Ad tech has never been terribly comfortable with the data privacy discussion. Neither have the brands. The reason for this awkwardness is twofold. First, it’s natural that technology runs ahead of public policy, and ad tech is all about running forward with technology. Regulation is the natural response to any perceived threat to the consumer, and whether that threat is real or not, brands are the first to cast a wary eye toward the actions of ad tech to make sure they’re not exposed.
Second, the issue of online data privacy has largely been brokered by a few vendors who control the conversation. Those vendors lobby the public with bipartisan themes of job creation and technological advancement to defend themselves, but in reality it’s their leverage over the industry and the brands that makes them essentially invulnerable. Not surprisingly, call after call to ad tech or Congress fails to yield any meaningful regulatory response. But this may not last much longer.
Now it’s personal
The standard that has supported audience targeting online has involved the onboarding of consumers into cookie pools, each pool functioning as a “blind profile” of that intended audience. Audiences are characterized in incredibly specific detail, but they are still promoted as anonymous. But what happens to that claim in a mobile device-driven world? Some forecasts (eMarketer) have mobile surpassing desktop advertising in 2016, so in an ad tech world where cookies are useless, what happens next?

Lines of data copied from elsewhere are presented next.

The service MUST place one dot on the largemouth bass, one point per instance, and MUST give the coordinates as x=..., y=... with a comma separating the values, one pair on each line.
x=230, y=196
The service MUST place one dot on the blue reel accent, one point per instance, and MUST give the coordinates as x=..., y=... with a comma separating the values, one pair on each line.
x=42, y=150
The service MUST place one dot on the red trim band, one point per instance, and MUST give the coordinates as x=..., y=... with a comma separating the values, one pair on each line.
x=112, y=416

The reality is that the current forms of anonymity won’t survive. The demand for precise audience definitions is pushing us to the doorstep of personalized marketing, with 90 percent of marketers seeing personalized marketing as the future. With that comes a more robust form of audience identification. Most brands already understand this and are actively looking for options.
Privacy 2.0 has failed (so far)
The skepticism around data privacy 2.0 is understandable. A handful of vocal consumers and the FTC and Congress all rail in public forums about privacy intrusions, while the consumer is being offered little more than subscriptions to free online credit monitoring. Most consumers, however, have come to accept the reality that they are being tracked and don’t actually expect total online anonymity. Studies show consumers are more than willing to sacrifice an occasional breadcrumb to data privacy for better services for free. What they would prefer are viable and enforceable regulatory guidelines.

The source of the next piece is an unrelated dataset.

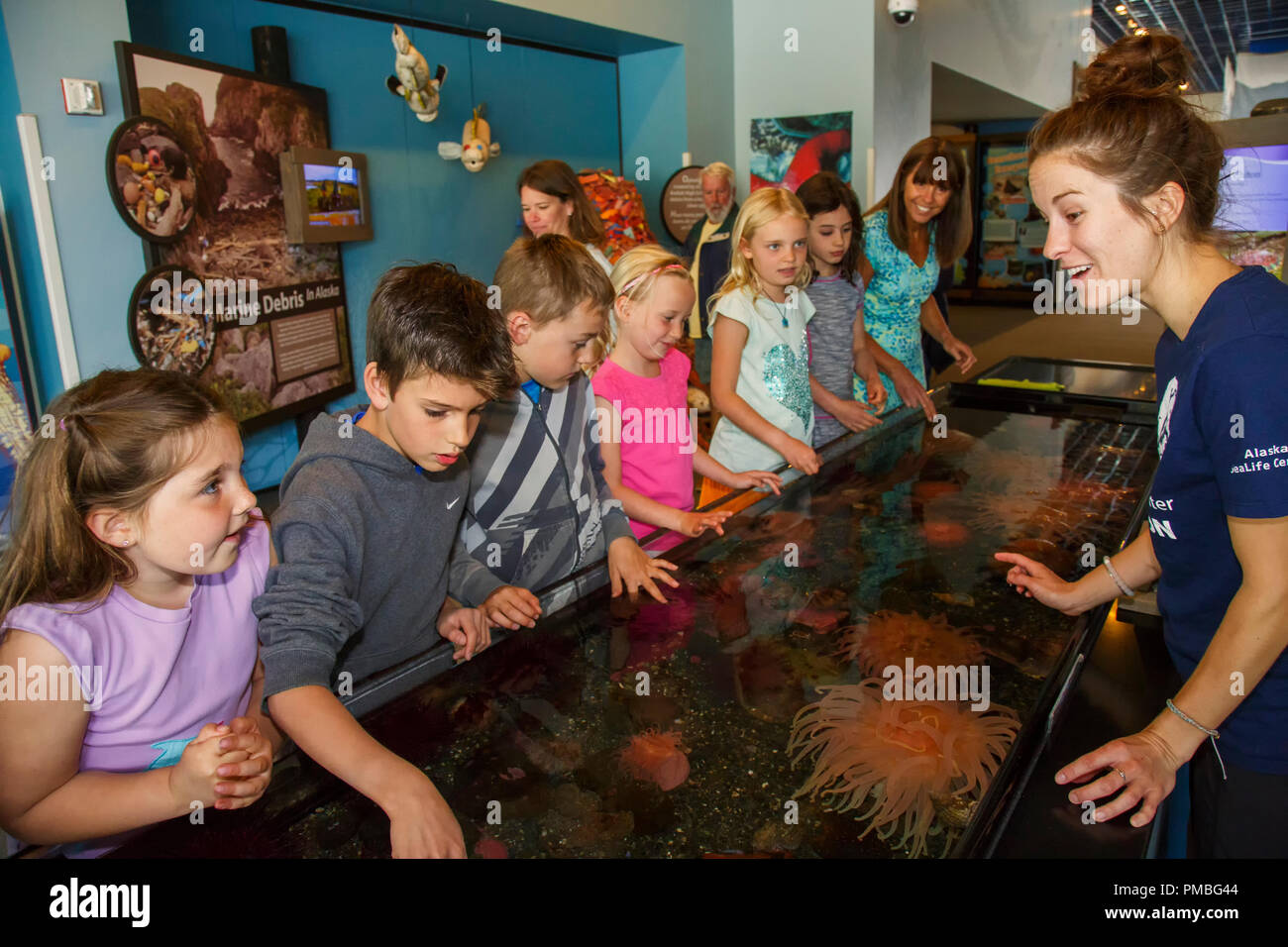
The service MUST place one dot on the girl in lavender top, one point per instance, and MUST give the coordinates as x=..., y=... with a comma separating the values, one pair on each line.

Brands and ad tech should recognize a clear opportunity. A customer’s identity under the brand’s control could offer the preferred access and the defensible privacy position both want. Ad tech could provide the technology to the brands, and the brand could license to only those that it authorizes. By providing this technology, the ad tech industry—once the target of all that is wrong with privacy — could find itself in the enviable position of defending its paying customers: the brands.
Is there still an effective privacy solution beyond the brand?
Absolutely. In fact, many markets today already have frameworks in place to draw on. Because of The Health Insurance Portability and Accountability Act (HIPAA), marketers working in health care have a very clear understanding of where personalization and privacy are likely to conflict. The hospital, doctors, pharma companies, and insurance providers have a permissible purpose to use the information for the good of the patient. There is also a clear framework in place that allows marketers and supporting entities to access summarized trend data to support marketing other products in a privacy-enhanced manner.
The same is true in financial services, where laws like the Fair Credit Reporting Act delineate what is permissible in terms of access to consumer credit ratings.
So the question isn’t whether we can create a modern framework for data privacy that addresses the inevitability of personalization; it already exists. The key is coordinating regulatory guidelines with the brands and then empowering them with technology and data usage framework to manage what is their asset. We should be proactive and adopt a defensible precedent on the privacy issue before regulators come to our doorstep with a plan that is out of our hands.